Bible Reading: Isaiah 11:1-9
A shoot will come up from the stump of Jesse; from his roots a Branch will bear fruit. The Spirit of the Lord will rest on him, the Spirit of wisdom and of understanding, the Spirit of counsel and of might, the Spirit of the knowledge and fear of the Lord, and he will delight in the fear of the Lord. He will not judge by what he sees with his eyes, or decide by what he hears with his ears; but with righteousness he will judge the needy, with justice he will give decisions for the poor of the earth. He will strike the earth with the rod of his mouth; with the breath of his lips he will slay the wicked. Righteousness will be his belt and faithfulness the sash around his waist. The wolf will live with the lamb, the leopard will lie down with the goat, the calf and the lion and the yearling together; and a little child will lead them. The cow will feed with the bear, their young will lie down together, and the lion will eat straw like the ox. The infant will play near the cobra's den, the young child will put its hand into the viper's nest. They will neither harm nor destroy on all my holy mountain, for the earth will be filled with the knowledge of the Lord as the waters cover the sea.
In discovering ‘The Lost Gardens of Walgrave Rectory’, we have cut back a number of shrubs and trees that have run wild, letting light into the garden and creating space for some more attractive plants as well as some fruit and veg.
What we hadn’t bargained for was the relentless bid for survival of some of the plants. Where we have cut back to a stump, shoots are re-appearing, and some in other parts of the garden, presumably form their extensive root structure.

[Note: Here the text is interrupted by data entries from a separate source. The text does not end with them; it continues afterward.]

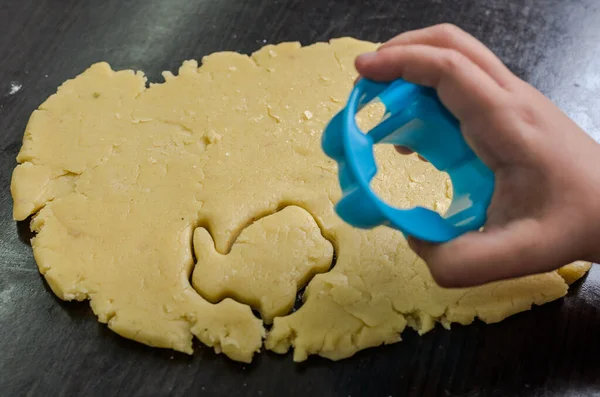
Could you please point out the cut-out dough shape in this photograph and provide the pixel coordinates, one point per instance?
(119, 175)
(269, 262)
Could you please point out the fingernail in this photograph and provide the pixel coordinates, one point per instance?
(367, 56)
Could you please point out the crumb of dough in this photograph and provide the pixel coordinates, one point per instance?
(119, 179)
(574, 271)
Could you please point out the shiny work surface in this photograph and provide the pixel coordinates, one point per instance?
(48, 347)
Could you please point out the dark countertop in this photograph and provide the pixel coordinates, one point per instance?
(52, 348)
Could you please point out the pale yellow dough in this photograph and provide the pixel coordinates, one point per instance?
(120, 178)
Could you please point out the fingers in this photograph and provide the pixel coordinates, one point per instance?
(464, 88)
(452, 37)
(477, 258)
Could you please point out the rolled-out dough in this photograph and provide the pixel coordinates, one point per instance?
(121, 177)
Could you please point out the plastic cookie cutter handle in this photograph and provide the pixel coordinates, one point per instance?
(416, 119)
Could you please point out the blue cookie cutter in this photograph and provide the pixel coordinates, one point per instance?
(416, 119)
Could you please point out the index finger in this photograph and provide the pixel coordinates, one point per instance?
(462, 86)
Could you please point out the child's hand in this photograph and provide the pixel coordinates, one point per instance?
(545, 211)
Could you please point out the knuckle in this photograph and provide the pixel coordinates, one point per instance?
(453, 61)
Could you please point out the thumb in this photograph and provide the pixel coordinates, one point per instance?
(517, 249)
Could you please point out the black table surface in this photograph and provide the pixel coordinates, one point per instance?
(52, 348)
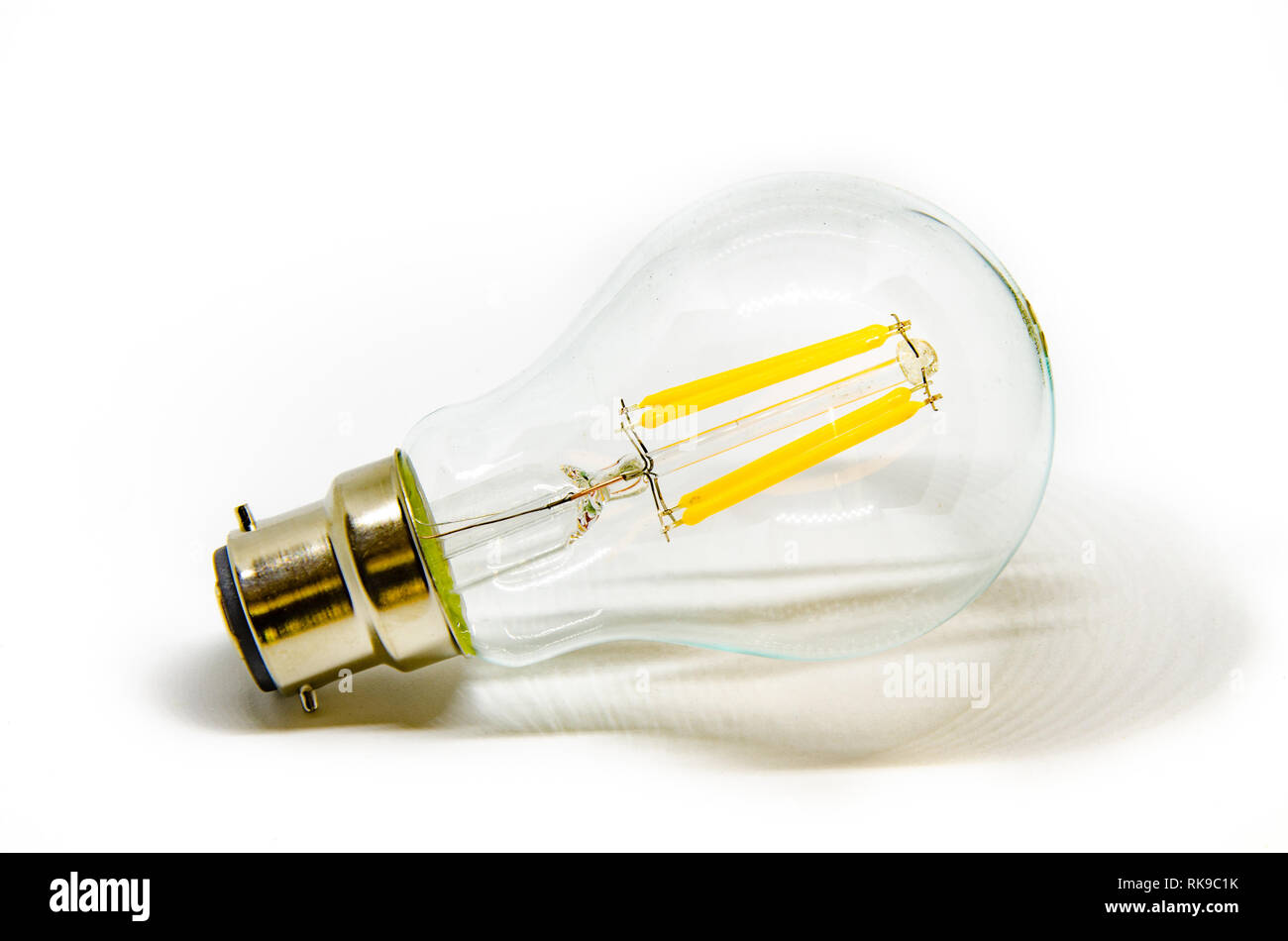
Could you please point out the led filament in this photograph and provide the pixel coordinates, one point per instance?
(880, 396)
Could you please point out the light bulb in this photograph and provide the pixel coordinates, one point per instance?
(809, 417)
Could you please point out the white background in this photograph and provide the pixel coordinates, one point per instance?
(245, 246)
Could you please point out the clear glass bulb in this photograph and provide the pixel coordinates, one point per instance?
(739, 443)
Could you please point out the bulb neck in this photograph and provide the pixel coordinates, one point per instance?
(335, 584)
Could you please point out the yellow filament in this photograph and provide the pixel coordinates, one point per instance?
(859, 425)
(703, 393)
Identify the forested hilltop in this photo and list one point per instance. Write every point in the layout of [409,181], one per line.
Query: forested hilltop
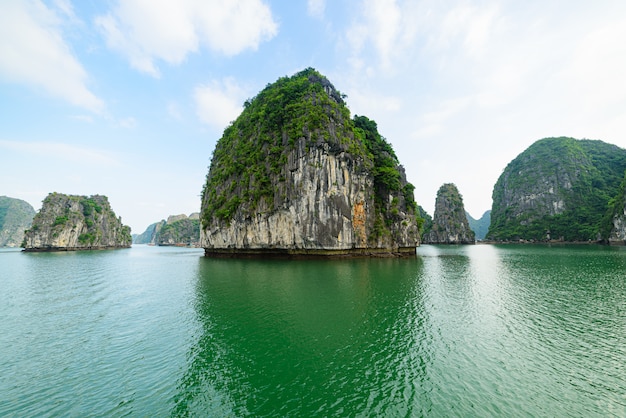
[295,173]
[558,189]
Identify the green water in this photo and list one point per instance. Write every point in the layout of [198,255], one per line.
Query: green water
[457,331]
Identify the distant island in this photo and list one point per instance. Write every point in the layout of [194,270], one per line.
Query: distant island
[294,174]
[68,223]
[561,189]
[450,224]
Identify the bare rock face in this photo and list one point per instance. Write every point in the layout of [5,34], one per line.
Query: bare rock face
[617,223]
[294,175]
[67,222]
[450,225]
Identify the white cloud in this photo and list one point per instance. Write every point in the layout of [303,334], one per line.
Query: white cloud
[60,151]
[219,103]
[316,8]
[149,30]
[127,123]
[34,52]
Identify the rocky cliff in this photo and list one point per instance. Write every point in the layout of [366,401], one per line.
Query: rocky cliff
[67,222]
[294,174]
[180,230]
[480,226]
[616,228]
[558,188]
[15,217]
[450,224]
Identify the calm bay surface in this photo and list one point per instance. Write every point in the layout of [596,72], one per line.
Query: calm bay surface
[457,331]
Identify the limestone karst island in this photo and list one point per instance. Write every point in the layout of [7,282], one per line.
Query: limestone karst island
[67,223]
[294,174]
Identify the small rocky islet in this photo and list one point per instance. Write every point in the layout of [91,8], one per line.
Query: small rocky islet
[295,175]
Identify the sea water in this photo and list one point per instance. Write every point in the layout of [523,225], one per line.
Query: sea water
[478,330]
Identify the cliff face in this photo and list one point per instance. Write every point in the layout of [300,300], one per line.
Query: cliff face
[68,222]
[295,175]
[15,217]
[479,226]
[617,218]
[149,236]
[450,225]
[558,188]
[179,230]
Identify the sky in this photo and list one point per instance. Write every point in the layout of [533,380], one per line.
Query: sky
[127,98]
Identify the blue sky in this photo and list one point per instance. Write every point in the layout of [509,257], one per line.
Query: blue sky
[128,98]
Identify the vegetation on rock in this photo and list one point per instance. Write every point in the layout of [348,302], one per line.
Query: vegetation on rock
[253,163]
[450,224]
[76,222]
[480,226]
[15,217]
[183,231]
[558,188]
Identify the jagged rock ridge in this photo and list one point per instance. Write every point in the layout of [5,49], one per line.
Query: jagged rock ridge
[450,225]
[15,217]
[149,236]
[178,230]
[557,189]
[294,174]
[617,217]
[68,222]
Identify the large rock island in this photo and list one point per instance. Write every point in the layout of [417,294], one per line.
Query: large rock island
[67,223]
[558,189]
[450,224]
[15,217]
[296,175]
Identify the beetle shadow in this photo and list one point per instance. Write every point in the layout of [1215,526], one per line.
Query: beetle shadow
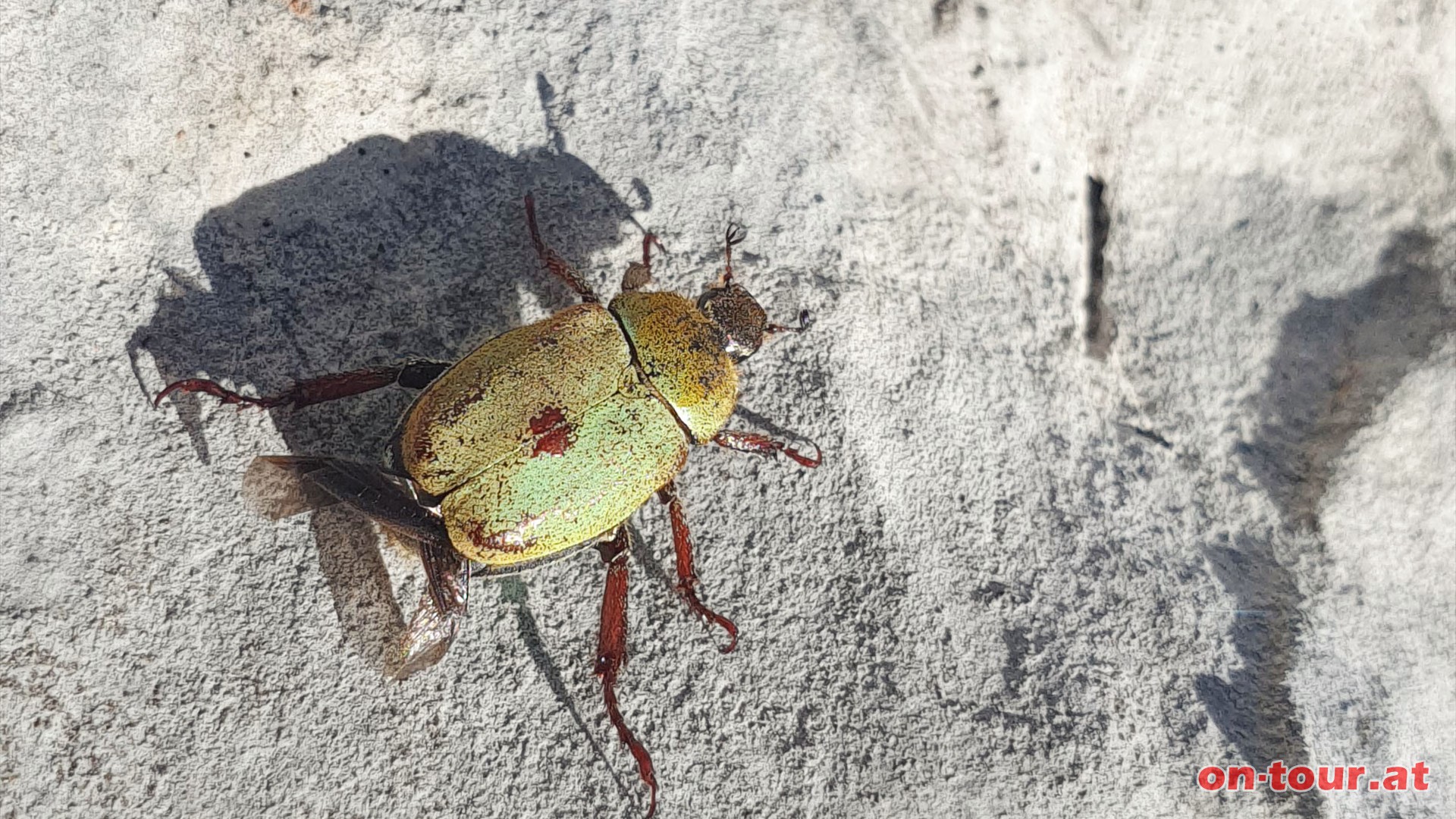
[382,253]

Our reading is set at a time of exile for the people of Israel, no longer living in their own land or in charge of their own destiny. Isaiah likens them to the stump of a tree, a tree whose roots go back to Jesse, the father of David, their greatest king, and Isaiah casts a vision for the future. The tree of Jesse is cut down, but it is not destroyed, and Isaiah sees a future king rising up and ruling in peace, with wisdom and understanding, where the poor and needy are provided for and where the animal kingdom is no longer ruled by the survival of the fittest. Quite a vision!
For Christians, this vision points to the coming of Jesus as Prince of Peace, announcing the Kingdom of God. There is clearly though, some way to go before we see the complete fulfilment of Isaiah’s vision, something that will only be fully realised when Jesus returns in power and glory.
In the meantime, though, there are things we can do as citizens of the Kingdom of God, we can follow the principles that Isaiah has outlined. In our relationships with others, let us not judge people by what we see or hear, but seek wisdom and understanding. In the way we conduct our lives, let us work for justice and support the poor and needy. And let us pray that the earth will be filled with the knowledge of the Lord as the waters cover the sea.
Lord Jesus, we seek wisdom and understanding in our relationships, justice and peace in our world and that the good news of Jesus would be heard around the world.